With the economy slowing and demand for workers cooling, companies are looking to reduce the total compensation they offer to workers. However, wages and salaries almost never decline in real dollar value for individuals who stay in the same job at the same company because "most people have such a strong aversion to seeing smaller paychecks hit their bank accounts," the report said.
In fact, Glassdoor data suggests that only about 8% of workers who remain in the same job typically see their salary decline on an annual basis. The figure is slightly higher in 2023, coming in at around 10%.
However, many companies instead look to cut costs by using levers beyond salary.
"During soft labor markets, there are other dimensions of total compensation that commonly decline," the report said. "These include hours worked (for non-salaried workers), equity and incentive-based compensation and the company-contribution to the cost burden of benefits like health insurance or retirement plans."
The compensation reduction has so far been most pronounced in industries that experienced turmoil this year, including tech and finance. However, Glassdoor predicted that more companies will start scaling back benefits in 2024 amid the increasingly uncertain economic outlook.

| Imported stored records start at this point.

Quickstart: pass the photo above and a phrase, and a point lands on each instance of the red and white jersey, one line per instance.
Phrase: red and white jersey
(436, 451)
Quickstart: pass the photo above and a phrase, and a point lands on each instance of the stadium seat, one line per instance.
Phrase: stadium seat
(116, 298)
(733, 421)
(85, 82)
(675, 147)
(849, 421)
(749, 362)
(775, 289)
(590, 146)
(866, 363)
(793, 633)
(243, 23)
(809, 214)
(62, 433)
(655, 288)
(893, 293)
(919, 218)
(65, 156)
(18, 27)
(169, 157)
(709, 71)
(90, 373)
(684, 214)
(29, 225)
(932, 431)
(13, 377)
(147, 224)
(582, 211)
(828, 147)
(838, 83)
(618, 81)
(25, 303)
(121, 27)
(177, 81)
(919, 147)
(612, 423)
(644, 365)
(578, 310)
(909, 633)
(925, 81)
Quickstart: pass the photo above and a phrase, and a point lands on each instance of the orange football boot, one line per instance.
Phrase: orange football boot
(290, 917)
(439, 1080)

"There is some evidence that benefits access has started to erode, a trend that could accelerate in 2024," they wrote.
Despite the efforts to reduce compensation, many companies are leaving certain benefits untouched, including fertility assistance, adoption assistance, parental leave and mental health care. However, Glassdoor economists noted that the "tide could even, or even turn" in 2024 if companies scrutinize the costs and determine that the benefits are not important or necessary to retain workers.
The extremely tight labor market over the past year allowed workers to quit their jobs in favor of better wages, working conditions and hours — a trend dubbed the "Great Resignation."
However, there are growing signs the once hyper-competitive job market is starting to soften.
The government reported earlier this month that job growth slowed more than expected in October, a sign that hiring is finally slowing in the face of higher interest rates and stubborn inflation. Employers added just 150,000 jobs last month, while the unemployment rate ticked up 3.9% — the highest level in two years.